The surprise came after. His engineer Remi Roy sat forward and said, “With respect, cap. Maybe they should transport to Sagamore instead. Give Mahina time to absorb the last group.”
Sass’s j
aw dropped. Carry the Martians to a slave-owning world? But her reaction wouldn’t reach them yet.
“Thank you, Remi,” Ben acknowledged. “I agree that’s where we’re headed.” Sass shook her head angrily, as they’d see in 22 minutes. “But we’re not there yet. And today, a first meet and greet. Who knows?
“So Sass, that’s where we’re at. I’ll dangle tempting bits of medical aid, small samples.” He waved to Sanjay, his medical researcher, to give a brief preview of the Martians’ health status, based only on video calls. His preliminary verdict was ‘challenged,’ typical of space colonies. He anticipated Mars was not quite as bad as Mahina settlers of only twenty years ago, when Thrive first headed to space seeking solutions.
Ben resumed, “Here’s where you come in. Mars confirms Luna and Earth are still inhabited, a few million and a bazillion respectively. They don’t know Earth’s population. And the Martians already warned Luna that we’re here. We believe that’s no skin off our nose. Luna can’t reach Mars for months. But. They know the ‘Colony Corps’ is around. I didn’t mention you, and I won’t. But expect Earth to be more alert. I suspect Earth and Luna are not friends, but I have no details.

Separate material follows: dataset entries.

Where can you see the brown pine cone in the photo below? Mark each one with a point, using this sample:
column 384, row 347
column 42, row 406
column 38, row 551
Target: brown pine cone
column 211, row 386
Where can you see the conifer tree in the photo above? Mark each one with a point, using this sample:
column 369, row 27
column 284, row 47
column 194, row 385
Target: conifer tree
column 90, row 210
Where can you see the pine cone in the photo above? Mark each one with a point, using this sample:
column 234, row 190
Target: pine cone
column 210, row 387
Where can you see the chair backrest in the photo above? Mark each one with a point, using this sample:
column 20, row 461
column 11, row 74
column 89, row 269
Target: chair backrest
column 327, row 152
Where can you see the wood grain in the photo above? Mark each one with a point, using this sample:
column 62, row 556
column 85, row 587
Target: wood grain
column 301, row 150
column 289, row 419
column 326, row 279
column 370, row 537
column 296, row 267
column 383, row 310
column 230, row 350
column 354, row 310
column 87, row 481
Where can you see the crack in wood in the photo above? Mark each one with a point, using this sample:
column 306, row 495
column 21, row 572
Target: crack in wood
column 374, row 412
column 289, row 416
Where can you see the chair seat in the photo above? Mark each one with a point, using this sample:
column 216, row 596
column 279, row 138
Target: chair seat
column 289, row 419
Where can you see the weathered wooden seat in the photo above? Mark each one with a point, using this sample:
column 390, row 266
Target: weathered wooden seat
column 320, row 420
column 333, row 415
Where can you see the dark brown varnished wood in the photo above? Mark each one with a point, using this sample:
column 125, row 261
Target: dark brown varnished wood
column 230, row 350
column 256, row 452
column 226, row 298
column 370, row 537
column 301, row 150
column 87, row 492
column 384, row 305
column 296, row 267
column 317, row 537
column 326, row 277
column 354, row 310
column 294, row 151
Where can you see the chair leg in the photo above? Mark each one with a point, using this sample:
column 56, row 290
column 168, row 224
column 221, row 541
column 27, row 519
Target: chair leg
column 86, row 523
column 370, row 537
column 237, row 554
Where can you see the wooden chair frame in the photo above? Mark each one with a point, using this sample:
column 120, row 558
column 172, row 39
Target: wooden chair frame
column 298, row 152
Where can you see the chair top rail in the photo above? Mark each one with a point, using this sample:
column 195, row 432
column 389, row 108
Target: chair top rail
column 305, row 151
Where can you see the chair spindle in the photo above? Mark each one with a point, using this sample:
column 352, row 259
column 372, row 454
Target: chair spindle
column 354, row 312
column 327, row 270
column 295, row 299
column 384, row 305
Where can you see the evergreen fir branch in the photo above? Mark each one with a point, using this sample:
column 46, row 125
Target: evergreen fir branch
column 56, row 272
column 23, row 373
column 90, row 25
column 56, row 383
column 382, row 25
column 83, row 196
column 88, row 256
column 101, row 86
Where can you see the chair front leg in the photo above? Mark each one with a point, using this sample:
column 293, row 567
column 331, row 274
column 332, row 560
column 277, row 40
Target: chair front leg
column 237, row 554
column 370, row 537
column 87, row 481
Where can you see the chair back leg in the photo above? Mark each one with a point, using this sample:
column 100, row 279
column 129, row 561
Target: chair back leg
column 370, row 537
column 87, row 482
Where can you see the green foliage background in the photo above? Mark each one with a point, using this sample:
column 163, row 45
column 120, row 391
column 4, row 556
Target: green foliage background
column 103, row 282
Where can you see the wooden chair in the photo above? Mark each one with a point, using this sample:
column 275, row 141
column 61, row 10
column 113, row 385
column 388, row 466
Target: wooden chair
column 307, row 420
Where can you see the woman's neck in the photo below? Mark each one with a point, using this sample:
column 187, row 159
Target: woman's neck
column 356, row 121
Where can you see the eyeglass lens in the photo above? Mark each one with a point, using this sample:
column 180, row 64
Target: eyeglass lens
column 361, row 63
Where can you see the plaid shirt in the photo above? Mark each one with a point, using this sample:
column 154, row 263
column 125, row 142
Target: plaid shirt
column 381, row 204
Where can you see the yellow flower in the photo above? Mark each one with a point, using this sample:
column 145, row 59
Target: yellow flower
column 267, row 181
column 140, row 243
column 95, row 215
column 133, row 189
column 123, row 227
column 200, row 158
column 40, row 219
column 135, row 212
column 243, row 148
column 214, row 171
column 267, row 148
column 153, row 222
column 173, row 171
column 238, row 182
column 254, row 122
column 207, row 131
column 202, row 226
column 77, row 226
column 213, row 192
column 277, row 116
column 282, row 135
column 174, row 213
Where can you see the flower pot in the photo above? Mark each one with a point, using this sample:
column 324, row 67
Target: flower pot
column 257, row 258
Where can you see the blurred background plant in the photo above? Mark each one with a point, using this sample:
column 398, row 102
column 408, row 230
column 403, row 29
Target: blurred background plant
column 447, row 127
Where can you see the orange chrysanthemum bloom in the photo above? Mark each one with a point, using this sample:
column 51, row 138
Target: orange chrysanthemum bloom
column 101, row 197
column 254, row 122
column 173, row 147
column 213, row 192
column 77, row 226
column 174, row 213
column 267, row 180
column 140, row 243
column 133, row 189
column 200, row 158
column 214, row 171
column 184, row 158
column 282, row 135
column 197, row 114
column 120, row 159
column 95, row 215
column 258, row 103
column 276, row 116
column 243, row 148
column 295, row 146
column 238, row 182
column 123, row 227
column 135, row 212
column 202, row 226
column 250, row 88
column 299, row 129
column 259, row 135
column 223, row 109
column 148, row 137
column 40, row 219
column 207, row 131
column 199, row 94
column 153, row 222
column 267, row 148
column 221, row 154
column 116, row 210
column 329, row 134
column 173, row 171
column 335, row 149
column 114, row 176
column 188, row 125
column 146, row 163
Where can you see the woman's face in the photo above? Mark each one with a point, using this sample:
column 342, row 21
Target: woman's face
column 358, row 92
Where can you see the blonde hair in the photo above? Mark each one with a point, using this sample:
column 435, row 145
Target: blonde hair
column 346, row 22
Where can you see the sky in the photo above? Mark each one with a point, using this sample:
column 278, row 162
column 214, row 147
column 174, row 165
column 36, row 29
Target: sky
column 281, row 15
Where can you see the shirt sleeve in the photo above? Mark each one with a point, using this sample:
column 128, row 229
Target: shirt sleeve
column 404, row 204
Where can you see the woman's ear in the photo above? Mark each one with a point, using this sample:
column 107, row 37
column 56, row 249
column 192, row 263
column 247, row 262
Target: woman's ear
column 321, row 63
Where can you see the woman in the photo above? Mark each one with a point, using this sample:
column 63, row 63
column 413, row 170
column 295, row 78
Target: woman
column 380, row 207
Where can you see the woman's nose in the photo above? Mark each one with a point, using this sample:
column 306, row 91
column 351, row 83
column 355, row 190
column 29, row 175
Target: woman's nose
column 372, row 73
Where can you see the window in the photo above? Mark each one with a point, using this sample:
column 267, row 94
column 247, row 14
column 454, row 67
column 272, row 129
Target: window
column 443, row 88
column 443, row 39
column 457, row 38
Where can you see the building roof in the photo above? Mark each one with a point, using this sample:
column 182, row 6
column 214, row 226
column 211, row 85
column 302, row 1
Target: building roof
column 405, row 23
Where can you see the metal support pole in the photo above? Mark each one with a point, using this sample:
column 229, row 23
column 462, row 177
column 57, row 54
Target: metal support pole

“I’d like to suggest again, that you abort and come join us here. For safety. Learn more.” He tilted his head. “And I know you won’t. But once I engage on Mars, it gets harder to break off and come fetch you. Floki?”
The emu nodded gratefully and turned to Sass in entreaty. “Lenka and I are very anxious. Is Enka contributing? Did she perform adequately as an AI substitute on the bridge during entry?”
Ben waved to indicate an open minute to reply.
Sass forced herself to beam a smile. “Fidget wasn’t on the bridge. We renamed him. I didn’t realize he was a she.” Anatomically, the furry device was blank in that regard, though it purred and wriggled in ecstasy when Clay rubbed her nether parts. “Clay and Fidget have bonded. He – she – slept with us last night.”